My roommate had finally had enough of this, and he dragged me to the rec center, my protests falling on deaf ears. He said if I did not go voluntarily, that several other platoon members were going to carry me. I thought we were going for chili cheese dogs and a game of pool. But nope—they had dragged my ass to a USO show. My roommate guided me and a few other guys to a table about four rows back from the stage.
The emcee came out and introduced the show, an all-female song and dance review. I don't remember the name of the group or a single song they performed that evening. But I do recall they were good and at some point in the show all of them were in patriotic, sequined outfits. The show was entertaining. That being said, halfway through the show I was contemplating my escape—and then the unthinkable happened. One of the performers had come off the stage and into the audience and the next thing I knew, I was being pulled on stage. Through the eyes of a broken-hearted 20-year-old who was far from home, the young lady who had pulled me on stage that night was possibly the most beautiful woman I had ever seen. She was an angel to me that evening.
She had me sit in a chair while she and another singer sang a song to me. I have no recollection of what the song was—I just remember sitting there, as my friends said, looking like a slack-jawed yokel. Then when that was over, I was pulled out of the chair and she danced with me to another number. Actually, she danced. I stood there like a deer in the headlights. When the dance was over she gave me a kiss on the lips, to the catcalls of a few hundred men who all of a sudden wished they were me, and sent me off stage, my mouth smeared with lipstick. To this day, I suspect that the guys I served with somehow set this up with the performers—but, I will never know for sure.
Then, as quick as it had happened, the show was over. As we walked back to the barracks, guys slapped me on the back, asked me what she was like and how cool it was to be up there, and wondered if I got her address. They told me that I looked like I was having a blast up there, or alternatively, how I looked like a deer in the headlights, or how they would have danced better than me (which would not have taken much—an involuntary twitch would have been more than what I did).

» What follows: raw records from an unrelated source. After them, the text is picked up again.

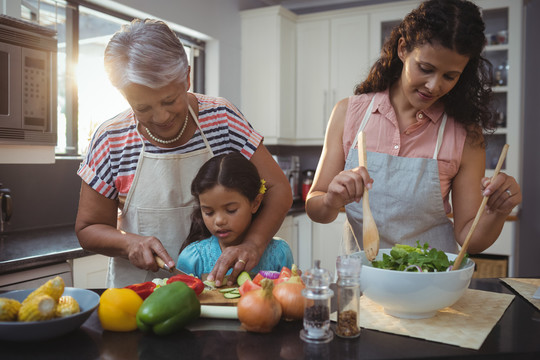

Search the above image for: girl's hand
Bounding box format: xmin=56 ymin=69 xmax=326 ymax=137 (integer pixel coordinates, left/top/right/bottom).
xmin=126 ymin=235 xmax=175 ymax=273
xmin=207 ymin=242 xmax=260 ymax=287
xmin=323 ymin=167 xmax=373 ymax=210
xmin=481 ymin=172 xmax=522 ymax=215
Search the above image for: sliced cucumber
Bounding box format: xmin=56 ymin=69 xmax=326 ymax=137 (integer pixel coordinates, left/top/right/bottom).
xmin=223 ymin=292 xmax=241 ymax=299
xmin=219 ymin=287 xmax=237 ymax=293
xmin=237 ymin=271 xmax=251 ymax=286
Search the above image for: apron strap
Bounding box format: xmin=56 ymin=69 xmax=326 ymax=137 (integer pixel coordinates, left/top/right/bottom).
xmin=188 ymin=105 xmax=213 ymax=154
xmin=432 ymin=113 xmax=447 ymax=160
xmin=351 ymin=96 xmax=376 ymax=149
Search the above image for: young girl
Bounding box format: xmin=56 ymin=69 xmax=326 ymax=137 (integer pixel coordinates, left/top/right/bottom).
xmin=177 ymin=152 xmax=294 ymax=278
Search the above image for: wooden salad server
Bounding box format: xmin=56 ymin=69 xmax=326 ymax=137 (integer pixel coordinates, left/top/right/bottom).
xmin=452 ymin=144 xmax=509 ymax=270
xmin=358 ymin=131 xmax=380 ymax=262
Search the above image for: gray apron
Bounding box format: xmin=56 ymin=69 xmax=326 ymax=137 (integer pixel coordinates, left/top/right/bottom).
xmin=343 ymin=97 xmax=457 ymax=254
xmin=108 ymin=105 xmax=213 ymax=288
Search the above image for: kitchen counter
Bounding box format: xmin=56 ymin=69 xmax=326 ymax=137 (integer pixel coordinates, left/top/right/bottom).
xmin=1 ymin=278 xmax=539 ymax=359
xmin=0 ymin=224 xmax=90 ymax=274
xmin=0 ymin=202 xmax=308 ymax=275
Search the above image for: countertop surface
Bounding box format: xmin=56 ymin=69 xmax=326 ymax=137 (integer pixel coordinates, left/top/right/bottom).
xmin=0 ymin=201 xmax=307 ymax=275
xmin=0 ymin=224 xmax=89 ymax=274
xmin=1 ymin=278 xmax=539 ymax=359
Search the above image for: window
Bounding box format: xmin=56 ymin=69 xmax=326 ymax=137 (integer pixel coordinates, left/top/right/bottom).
xmin=21 ymin=0 xmax=204 ymax=156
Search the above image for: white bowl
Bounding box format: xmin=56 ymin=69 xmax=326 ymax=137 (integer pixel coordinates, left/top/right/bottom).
xmin=356 ymin=249 xmax=475 ymax=319
xmin=0 ymin=287 xmax=100 ymax=341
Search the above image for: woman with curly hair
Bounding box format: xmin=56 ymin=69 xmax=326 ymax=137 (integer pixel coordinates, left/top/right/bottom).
xmin=306 ymin=0 xmax=522 ymax=254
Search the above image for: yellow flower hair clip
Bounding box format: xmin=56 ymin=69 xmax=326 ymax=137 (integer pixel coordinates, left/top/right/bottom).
xmin=259 ymin=179 xmax=267 ymax=195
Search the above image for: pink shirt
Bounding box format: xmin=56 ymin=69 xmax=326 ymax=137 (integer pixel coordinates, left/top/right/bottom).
xmin=343 ymin=91 xmax=467 ymax=213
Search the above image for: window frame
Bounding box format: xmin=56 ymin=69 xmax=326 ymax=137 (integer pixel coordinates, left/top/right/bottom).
xmin=58 ymin=0 xmax=205 ymax=156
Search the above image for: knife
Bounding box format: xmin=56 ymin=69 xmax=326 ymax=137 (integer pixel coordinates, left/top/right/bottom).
xmin=154 ymin=255 xmax=213 ymax=289
xmin=154 ymin=255 xmax=191 ymax=276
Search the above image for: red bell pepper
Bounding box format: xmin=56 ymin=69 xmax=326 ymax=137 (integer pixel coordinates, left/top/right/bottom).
xmin=166 ymin=274 xmax=205 ymax=295
xmin=125 ymin=281 xmax=156 ymax=300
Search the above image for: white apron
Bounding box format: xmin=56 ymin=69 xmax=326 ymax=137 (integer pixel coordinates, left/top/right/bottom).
xmin=107 ymin=105 xmax=213 ymax=288
xmin=343 ymin=97 xmax=457 ymax=255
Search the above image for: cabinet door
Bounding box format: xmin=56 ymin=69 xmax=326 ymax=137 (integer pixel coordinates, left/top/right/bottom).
xmin=311 ymin=212 xmax=347 ymax=275
xmin=296 ymin=19 xmax=330 ymax=142
xmin=241 ymin=7 xmax=297 ymax=144
xmin=275 ymin=215 xmax=298 ymax=264
xmin=330 ymin=15 xmax=370 ymax=109
xmin=72 ymin=254 xmax=109 ymax=289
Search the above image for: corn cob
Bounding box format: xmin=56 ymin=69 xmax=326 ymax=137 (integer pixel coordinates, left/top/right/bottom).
xmin=0 ymin=298 xmax=22 ymax=321
xmin=18 ymin=294 xmax=57 ymax=322
xmin=22 ymin=276 xmax=65 ymax=305
xmin=55 ymin=296 xmax=80 ymax=318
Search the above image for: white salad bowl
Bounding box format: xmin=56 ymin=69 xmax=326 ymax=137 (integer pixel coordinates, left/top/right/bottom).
xmin=355 ymin=249 xmax=475 ymax=319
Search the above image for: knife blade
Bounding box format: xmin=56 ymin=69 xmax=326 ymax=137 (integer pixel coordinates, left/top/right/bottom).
xmin=154 ymin=255 xmax=213 ymax=289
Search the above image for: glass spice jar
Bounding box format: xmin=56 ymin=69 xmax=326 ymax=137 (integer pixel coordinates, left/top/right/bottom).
xmin=299 ymin=260 xmax=334 ymax=344
xmin=334 ymin=254 xmax=362 ymax=338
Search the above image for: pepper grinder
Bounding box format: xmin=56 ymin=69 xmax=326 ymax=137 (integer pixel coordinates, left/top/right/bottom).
xmin=300 ymin=259 xmax=334 ymax=343
xmin=334 ymin=254 xmax=362 ymax=338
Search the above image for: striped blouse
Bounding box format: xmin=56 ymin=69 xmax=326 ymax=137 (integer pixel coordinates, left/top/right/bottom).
xmin=77 ymin=93 xmax=263 ymax=208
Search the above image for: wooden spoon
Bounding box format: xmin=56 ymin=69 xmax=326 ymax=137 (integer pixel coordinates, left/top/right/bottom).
xmin=358 ymin=131 xmax=379 ymax=262
xmin=452 ymin=144 xmax=509 ymax=270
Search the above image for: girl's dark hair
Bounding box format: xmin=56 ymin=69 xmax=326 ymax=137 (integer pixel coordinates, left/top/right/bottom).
xmin=181 ymin=152 xmax=262 ymax=252
xmin=355 ymin=0 xmax=494 ymax=141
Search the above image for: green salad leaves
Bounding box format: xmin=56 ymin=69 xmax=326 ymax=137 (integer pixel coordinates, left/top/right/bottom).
xmin=371 ymin=241 xmax=465 ymax=272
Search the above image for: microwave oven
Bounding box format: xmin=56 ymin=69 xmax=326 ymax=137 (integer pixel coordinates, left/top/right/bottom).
xmin=0 ymin=15 xmax=57 ymax=146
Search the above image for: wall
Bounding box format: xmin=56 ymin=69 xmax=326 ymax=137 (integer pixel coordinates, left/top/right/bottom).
xmin=517 ymin=0 xmax=540 ymax=276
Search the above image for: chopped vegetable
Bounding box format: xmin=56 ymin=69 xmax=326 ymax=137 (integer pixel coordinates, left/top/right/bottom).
xmin=371 ymin=241 xmax=467 ymax=272
xmin=238 ymin=279 xmax=262 ymax=296
xmin=236 ymin=271 xmax=252 ymax=286
xmin=238 ymin=278 xmax=282 ymax=333
xmin=125 ymin=281 xmax=157 ymax=300
xmin=259 ymin=270 xmax=280 ymax=280
xmin=166 ymin=274 xmax=205 ymax=295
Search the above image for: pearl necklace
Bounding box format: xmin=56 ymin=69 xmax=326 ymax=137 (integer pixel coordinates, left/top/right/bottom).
xmin=145 ymin=112 xmax=189 ymax=145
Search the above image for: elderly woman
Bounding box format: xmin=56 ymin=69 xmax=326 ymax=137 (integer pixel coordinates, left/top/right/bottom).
xmin=75 ymin=19 xmax=292 ymax=288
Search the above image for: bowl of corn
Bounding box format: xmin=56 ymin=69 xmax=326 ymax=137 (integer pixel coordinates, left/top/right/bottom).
xmin=0 ymin=276 xmax=100 ymax=341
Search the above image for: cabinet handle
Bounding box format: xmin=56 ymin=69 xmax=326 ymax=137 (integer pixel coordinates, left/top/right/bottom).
xmin=323 ymin=90 xmax=328 ymax=132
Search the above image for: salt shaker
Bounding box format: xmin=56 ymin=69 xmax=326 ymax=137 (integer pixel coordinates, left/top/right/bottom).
xmin=299 ymin=260 xmax=334 ymax=343
xmin=334 ymin=254 xmax=362 ymax=338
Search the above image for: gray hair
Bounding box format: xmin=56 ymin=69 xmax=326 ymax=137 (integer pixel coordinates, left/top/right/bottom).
xmin=104 ymin=19 xmax=189 ymax=90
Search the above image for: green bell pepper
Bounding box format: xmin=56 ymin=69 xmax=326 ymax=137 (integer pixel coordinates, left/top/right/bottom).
xmin=136 ymin=281 xmax=201 ymax=335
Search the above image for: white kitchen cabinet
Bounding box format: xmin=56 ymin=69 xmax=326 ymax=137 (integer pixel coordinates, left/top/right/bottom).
xmin=275 ymin=214 xmax=298 ymax=264
xmin=296 ymin=13 xmax=370 ymax=144
xmin=240 ymin=6 xmax=297 ymax=145
xmin=311 ymin=212 xmax=347 ymax=276
xmin=72 ymin=254 xmax=109 ymax=289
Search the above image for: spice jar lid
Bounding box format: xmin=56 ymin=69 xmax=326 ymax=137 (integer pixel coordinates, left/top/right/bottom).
xmin=336 ymin=254 xmax=362 ymax=277
xmin=302 ymin=260 xmax=332 ymax=289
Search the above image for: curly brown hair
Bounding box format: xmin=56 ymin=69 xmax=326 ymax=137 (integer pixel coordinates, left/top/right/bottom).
xmin=355 ymin=0 xmax=495 ymax=141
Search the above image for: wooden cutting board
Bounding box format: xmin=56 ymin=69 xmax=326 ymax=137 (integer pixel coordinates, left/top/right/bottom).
xmin=198 ymin=273 xmax=240 ymax=306
xmin=198 ymin=288 xmax=239 ymax=306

When I got back to my room, I put away the break-up songs mix tape. I smiled for the first time in a couple of weeks, and I began to move on in life. To this day, I have no idea what her name was, where she was from, or how she ended up in a USO show at the rec center in the Wildflecken Training Area. Likewise, she has no idea of what my name is, or how much that night meant to me so many years ago. I also don’t know if her pulling me out of the audience than night was a random act of chance, or some really great guys setting it up for me. Either way, it was an act of kindness I will never forget.
The moral of the story is: 1) support the USO, and 2) you never know what kind of impact an act of kindness will have—and how long it will resonate in a person’s life.